Patrick O’Neil was looking to rent a community garden plot when he stumbled across a project that has consumed most of his summer.

O’Neil learned of the Children’s Memorial Garden when he visited Bozeman Parks and Recreation to ask about a garden plot. None were available, but an employee suggested he check out another spot in need of care.

The memorial garden was built in 2002 in Westlake Park by the Compassionate Friends of Bozeman. It’s meant to honor and remember children who passed away in the Bozeman area. A plaque in the garden lists their names.

The local group disbanded and the garden was left unmaintained. Weeds have infiltrated the garden beds and the walkway throughout is covered in debris.

O’Neil has lived near the park for five years and said he didn’t even know the memorial garden existed. He said it had become so overgrown with weeds that he couldn’t see the plaque stating its purpose.

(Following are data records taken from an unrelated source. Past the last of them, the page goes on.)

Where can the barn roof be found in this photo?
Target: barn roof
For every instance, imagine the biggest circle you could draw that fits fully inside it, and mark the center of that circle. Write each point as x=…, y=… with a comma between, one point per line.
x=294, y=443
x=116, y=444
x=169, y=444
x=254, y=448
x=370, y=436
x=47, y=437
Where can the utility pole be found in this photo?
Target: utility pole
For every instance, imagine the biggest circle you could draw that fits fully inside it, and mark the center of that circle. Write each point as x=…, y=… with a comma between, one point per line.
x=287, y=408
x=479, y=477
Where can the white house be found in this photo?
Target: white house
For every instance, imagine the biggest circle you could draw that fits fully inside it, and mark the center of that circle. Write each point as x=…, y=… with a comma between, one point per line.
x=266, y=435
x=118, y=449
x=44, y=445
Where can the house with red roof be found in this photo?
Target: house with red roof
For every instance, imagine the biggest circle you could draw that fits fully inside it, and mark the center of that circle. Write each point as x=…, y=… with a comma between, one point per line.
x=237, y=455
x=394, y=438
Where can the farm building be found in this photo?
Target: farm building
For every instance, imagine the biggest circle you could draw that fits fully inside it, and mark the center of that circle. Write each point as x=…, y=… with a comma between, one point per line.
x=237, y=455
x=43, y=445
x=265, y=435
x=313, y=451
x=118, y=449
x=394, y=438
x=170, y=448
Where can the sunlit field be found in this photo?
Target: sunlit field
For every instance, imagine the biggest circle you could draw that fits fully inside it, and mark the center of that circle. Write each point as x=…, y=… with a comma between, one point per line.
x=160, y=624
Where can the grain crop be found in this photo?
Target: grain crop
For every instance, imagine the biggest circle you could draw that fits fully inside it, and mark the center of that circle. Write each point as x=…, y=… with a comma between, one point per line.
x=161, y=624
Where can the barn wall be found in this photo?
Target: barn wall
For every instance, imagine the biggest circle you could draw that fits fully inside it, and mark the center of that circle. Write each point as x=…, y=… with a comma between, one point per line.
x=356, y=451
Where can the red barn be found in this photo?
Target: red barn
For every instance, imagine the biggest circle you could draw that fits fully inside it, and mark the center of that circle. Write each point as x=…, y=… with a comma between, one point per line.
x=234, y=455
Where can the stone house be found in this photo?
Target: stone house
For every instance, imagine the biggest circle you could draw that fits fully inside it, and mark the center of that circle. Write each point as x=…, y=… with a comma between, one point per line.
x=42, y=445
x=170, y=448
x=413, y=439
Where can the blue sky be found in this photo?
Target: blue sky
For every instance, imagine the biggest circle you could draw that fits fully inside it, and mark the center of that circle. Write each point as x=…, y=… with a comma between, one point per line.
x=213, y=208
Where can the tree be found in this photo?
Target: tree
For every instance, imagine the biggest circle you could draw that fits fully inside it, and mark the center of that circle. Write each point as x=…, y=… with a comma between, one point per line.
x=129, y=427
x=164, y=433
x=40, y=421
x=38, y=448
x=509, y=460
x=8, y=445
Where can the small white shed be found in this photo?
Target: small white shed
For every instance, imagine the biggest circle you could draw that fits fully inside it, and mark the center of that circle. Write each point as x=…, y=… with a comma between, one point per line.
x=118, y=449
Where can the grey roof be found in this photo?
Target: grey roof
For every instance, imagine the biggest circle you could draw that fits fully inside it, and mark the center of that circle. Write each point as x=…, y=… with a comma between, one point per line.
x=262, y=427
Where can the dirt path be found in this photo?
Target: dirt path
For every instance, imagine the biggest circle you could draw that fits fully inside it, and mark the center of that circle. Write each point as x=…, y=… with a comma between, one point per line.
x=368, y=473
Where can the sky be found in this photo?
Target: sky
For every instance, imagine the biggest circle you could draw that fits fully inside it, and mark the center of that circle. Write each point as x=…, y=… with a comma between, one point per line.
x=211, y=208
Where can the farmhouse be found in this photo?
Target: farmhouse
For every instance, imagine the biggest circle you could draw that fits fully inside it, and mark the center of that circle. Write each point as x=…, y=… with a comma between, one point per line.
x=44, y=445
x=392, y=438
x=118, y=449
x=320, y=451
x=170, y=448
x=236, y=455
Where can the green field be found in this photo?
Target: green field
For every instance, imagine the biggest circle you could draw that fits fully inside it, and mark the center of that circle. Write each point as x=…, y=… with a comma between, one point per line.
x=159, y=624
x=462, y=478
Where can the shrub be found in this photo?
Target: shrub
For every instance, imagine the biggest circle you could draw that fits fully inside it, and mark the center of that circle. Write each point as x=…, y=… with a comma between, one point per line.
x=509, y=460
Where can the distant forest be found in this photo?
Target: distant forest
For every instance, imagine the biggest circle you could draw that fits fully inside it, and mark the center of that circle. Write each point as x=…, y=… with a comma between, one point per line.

Mitch Overton, director of parks and recreation, said his department does not have the staff or resources to manage the park. When O’Neil heard that no one was doing the upkeep, he knew he had to help.

“I said, ‘OK, I’ve heard enough, consider it done. I’ll take care of it,’” O’Neil said.

O’Neil said he has spent hours working in the garden almost every day since. Overton said the parks department would do its best to help by providing water and disposing of debris.

The garden isn’t large, but is filled with vegetation. O’Neil said the weeds are too thick for weed trimmers, so he’s been using his hands. Having a hard time with plant identification, he went looking for help.

Zelpha Boyd has been caring for the garden at Gallatin Rest Home for about a decade. She’s part of the Gallatin Empire Garden Club and said she’s had a green thumb her whole life. O’Neil met Boyd by chance, and asked her questions about gardening.

The two formed a partnership.

Boyd has since been spending a few days every week helping with O’Neil’s revitalization effort.

“I got really involved because it’s such a worthwhile cause,” Boyd said.

O’Neil said he hopes the project becomes more collaborative. He’s gotten help from Boyd and a neighbor who provided sunflower seeds. He said he hopes to get more volunteers and support.

For now, O’Neil and Boyd will continue chipping away at the project. Their hard work is beginning to show.

“Between the two of us, we’re making good progress. We’re about three-quarters of the way through,” O’Neil said.